Productive efficiency is achieved when, given the available inputs and technology, it is impossible to produce more of one good without decreasing the quantity that is produced of another good. All combinations of the two goods on a PPF achieve productive efficiency—e.g., points A, B, C, D and F. If society moves from any one of these combinations to another, either healthcare increases and education decreases or vice versa.

A combination that is inside the production possibilities frontier is productively inefficient and wasteful because it is possible to produce more of one good without decreasing the amount of the other (or, it may be possible to produce more of both). For example, point R is productively inefficient because it is possible to either (1) increase the amount of healthcare produced without decreasing the amount of education (at point B), or (2) increase the amount of education without decreasing the amount of healthcare (at point D), or (3) increase the amounts of both (at point C).

Allocative efficiency is achieved when the combination being produced is the combination that society most desires.

Why society must choose

Every society faces the problem of scarcity. Limited resources will always conflict with unlimited needs and wants.

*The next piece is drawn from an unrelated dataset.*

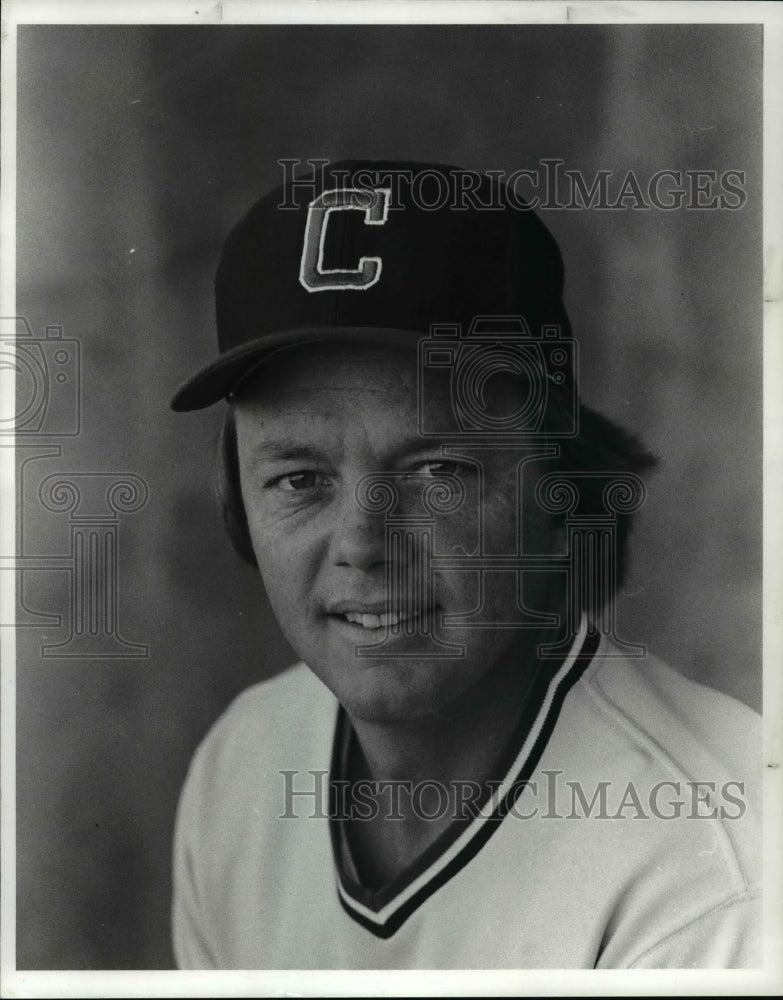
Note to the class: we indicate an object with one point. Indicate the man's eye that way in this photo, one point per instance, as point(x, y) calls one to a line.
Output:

But there are two situations that allow societies to expand the consumption of all goods. First, if a society discovers that it has not achieved productive efficiency, it can shift production of some or all goods to the production possibilities frontier. This will provide it with more of some or all goods.

Second, when resources grow over a period of years (e.g., the amount of labor and capital increases), the production possibilities frontier for a society will tend to shift outward and society will be able to have more of all goods.

Both of these, however, take time to discover and implement, and so the increases to production happen only gradually. Thus, in the present, a society must make tradeoffs. For government, this process often involves trying to identify where additional spending could do the most good and where reductions in spending would do the least harm. At the individual and firm level, the market economy coordinates a process in which firms seek to produce goods and services in the quantity, quality, and price that people want. However, for both the government and the market economy in the short term, increases in production of one good typically mean offsetting decreases somewhere else in the economy.